The United Nations on Thursday released the first-ever report on alleged human rights violations in both Jammu and Kashmir and Pakistan-occupied Kashmir, demanding an international inquiry into the claims.
UN High Commissioner for Human Rights Zeid Ra’ad Al-Hussein called for maximum restraint and the establishment of a commission of inquiry. "It is also why I will be urging the UN Human Rights Council to consider establishing a commission of inquiry to conduct a comprehensive independent international investigation into allegations of human rights violations in Kashmir," he said.
This is not the first time the UN has taken a stand on the Kashmir conflict. In fact, the history of the UN's take on Kashmir is nearly as old as the dispute itself.
A brief history of UN in Kashmir
In 1957, the legislative Assembly of Jammu and Kashmir adopted its Constitution modelled along the lines of the Indian Constitution. Since then, the Indian State has considered Jammu and Kashmir an integral part of its territory.
Things were quiet until the first India-Pakistan war in 1965, and the UN mandated a ceasefire agreement between the neighbours in September the same year. In addition to the UN, the United States and the former Soviet Union also mediated in the conflict and helped India and Pakistan achieve their ceasefire. On 10 January, 1966, the two countries signed the Tashkent declaration.
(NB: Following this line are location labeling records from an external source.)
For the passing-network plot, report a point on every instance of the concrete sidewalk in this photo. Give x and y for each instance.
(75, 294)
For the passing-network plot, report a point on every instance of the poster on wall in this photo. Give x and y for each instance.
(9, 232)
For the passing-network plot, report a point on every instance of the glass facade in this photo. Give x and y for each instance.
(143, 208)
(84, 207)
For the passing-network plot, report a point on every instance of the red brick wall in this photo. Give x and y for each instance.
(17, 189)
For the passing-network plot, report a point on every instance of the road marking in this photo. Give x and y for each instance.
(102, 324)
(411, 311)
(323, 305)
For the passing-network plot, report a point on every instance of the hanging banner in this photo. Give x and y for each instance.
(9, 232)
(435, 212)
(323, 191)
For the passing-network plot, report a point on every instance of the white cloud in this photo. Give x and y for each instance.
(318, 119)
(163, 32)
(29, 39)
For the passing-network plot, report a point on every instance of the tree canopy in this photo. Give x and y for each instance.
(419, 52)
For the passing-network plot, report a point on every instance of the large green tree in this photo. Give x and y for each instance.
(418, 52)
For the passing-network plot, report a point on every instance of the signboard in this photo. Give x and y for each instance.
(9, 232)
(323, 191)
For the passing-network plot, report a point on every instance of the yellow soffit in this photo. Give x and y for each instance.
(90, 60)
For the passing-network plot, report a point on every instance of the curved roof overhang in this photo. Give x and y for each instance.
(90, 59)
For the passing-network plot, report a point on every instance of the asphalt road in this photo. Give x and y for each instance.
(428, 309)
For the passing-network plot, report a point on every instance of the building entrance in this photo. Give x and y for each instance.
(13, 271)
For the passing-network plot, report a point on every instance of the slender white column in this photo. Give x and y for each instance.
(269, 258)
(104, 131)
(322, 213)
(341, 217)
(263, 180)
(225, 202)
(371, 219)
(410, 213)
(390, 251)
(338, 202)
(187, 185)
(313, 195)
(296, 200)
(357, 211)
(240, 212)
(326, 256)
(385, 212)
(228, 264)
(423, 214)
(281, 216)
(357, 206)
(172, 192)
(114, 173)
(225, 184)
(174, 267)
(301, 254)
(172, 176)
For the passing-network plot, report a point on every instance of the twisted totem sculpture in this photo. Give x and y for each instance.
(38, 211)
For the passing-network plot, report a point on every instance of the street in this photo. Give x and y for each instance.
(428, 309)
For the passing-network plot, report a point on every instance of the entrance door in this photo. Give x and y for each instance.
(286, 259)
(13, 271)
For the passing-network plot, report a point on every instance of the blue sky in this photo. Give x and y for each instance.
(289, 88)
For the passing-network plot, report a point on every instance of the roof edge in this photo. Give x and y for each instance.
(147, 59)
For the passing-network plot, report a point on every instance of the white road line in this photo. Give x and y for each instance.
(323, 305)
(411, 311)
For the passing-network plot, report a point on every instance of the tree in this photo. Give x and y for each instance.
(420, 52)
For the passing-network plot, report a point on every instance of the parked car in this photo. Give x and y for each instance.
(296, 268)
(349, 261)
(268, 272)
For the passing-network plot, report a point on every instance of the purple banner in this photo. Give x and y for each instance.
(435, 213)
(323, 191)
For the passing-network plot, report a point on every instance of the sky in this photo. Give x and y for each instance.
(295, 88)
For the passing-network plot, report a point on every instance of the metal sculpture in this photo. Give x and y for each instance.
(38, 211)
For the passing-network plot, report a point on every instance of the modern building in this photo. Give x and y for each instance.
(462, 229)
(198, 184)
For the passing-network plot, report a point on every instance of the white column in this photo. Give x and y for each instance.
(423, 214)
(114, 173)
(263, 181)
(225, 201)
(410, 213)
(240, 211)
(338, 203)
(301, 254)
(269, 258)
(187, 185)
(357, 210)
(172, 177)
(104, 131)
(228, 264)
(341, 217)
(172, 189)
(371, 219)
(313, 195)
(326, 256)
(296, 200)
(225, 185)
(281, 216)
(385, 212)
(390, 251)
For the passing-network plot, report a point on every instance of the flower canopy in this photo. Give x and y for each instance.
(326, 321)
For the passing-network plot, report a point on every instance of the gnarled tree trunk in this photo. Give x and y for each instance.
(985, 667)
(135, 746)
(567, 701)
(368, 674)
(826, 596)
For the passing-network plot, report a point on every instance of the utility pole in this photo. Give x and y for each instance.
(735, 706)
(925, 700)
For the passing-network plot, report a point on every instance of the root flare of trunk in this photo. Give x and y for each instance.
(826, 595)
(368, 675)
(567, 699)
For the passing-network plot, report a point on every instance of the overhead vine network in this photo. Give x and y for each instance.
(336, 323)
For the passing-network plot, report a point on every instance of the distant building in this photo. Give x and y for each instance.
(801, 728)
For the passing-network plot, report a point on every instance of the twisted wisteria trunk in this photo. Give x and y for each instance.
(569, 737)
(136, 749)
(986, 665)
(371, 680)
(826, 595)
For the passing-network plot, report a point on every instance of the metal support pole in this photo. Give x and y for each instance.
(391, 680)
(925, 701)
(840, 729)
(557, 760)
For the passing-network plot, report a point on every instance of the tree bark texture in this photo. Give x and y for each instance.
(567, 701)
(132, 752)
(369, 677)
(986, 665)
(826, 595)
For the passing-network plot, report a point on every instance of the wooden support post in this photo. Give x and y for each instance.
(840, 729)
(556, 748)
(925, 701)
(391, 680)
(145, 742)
As reported in The Times of India, the then UN general secretary U Thant made hectic efforts to end the conflict. "In September, the UN Security Council, by resolution 209 (1965), called for a ceasefire and asked the two governments to cooperate fully with UNMOGIP (UN Military Observer Group in India and Pakistan) in its task of supervising the observance of the ceasefire. Two days later, the council adopted resolution 210 (1965), by which it requested the secretary general to exert every possible effort to give effect to the present resolution and to resolution 209 (1965), to take all measures possible to strengthen the UNMOGIP and to keep the council promptly and currently informed on the implementation of the resolutions and on the situation in the area," the article said.
It was calm for the next six years, until hostilities resumed and culminated in the 1971 India-Pakistan war. With heavy casualties on both sides, former US ambassador to the UN, George HW Bush — who would go on to become the US president — introduced a resolution in the UN Security Council, calling for a ceasefire.
However, as mentioned in this article by Rediff, the Soviets vetoed this resolution. "The following days witnessed a great pressure on the Soviets from the Nixon-Kissinger duo to get India to withdraw, but to no avail," the report added.
In the next few decades, Pakistan moved the UNMOGIP — formed to observe and report ceasefire violations — on several occasions. However, as reported in the International Journal of Research, India has bristled at the presence of UN observers in Kashmir and insisted that it is a matter that needs India's internal resolution.
The Shimla Agreement
In July 1972, the two countries signed the Shimla Agreement with the aim to resolve the Kashmir dispute, upholding the inviolability of the Line of Control and stating that all issues must be resolved bilaterally.
It is something that India has often cited while refusing UN intervention in Kashmir. As reported in the International Journal of Research, India's contention has been that the UN needs to respect the Shimla Agreement and let India and Pakistan resolve the Kashmir dispute bilaterally.
Pakistan, on the other hand, has insisted that the Shimla Agreement cannot override UN resolutions. As recently as 2016, Pakistan's then prime minister Nawaz Sharif wrote to the UN, urging efforts to end the "persistent and egregious violation of the basic human rights" of the Kashmiri people.
The country's external affairs ministry also insisted that the Shimla Agreement cannot override UN resolutions. The spokesperson for Pakistan's Ministry of Foreign Affairs, Tasnim Aslam, had said she failed to understand "how one country can decide that UN resolutions are no more valid" and how a bilateral agreement can "override UN Security Council resolutions"
Even if India and Pakistan do reach an agreement on how the Kashmir dispute is to be settled, she added, they would have to go back to the UN Security Council to get another resolution to endorse the agreement for it to be legally binding. So rejecting the UN entirely is out of question.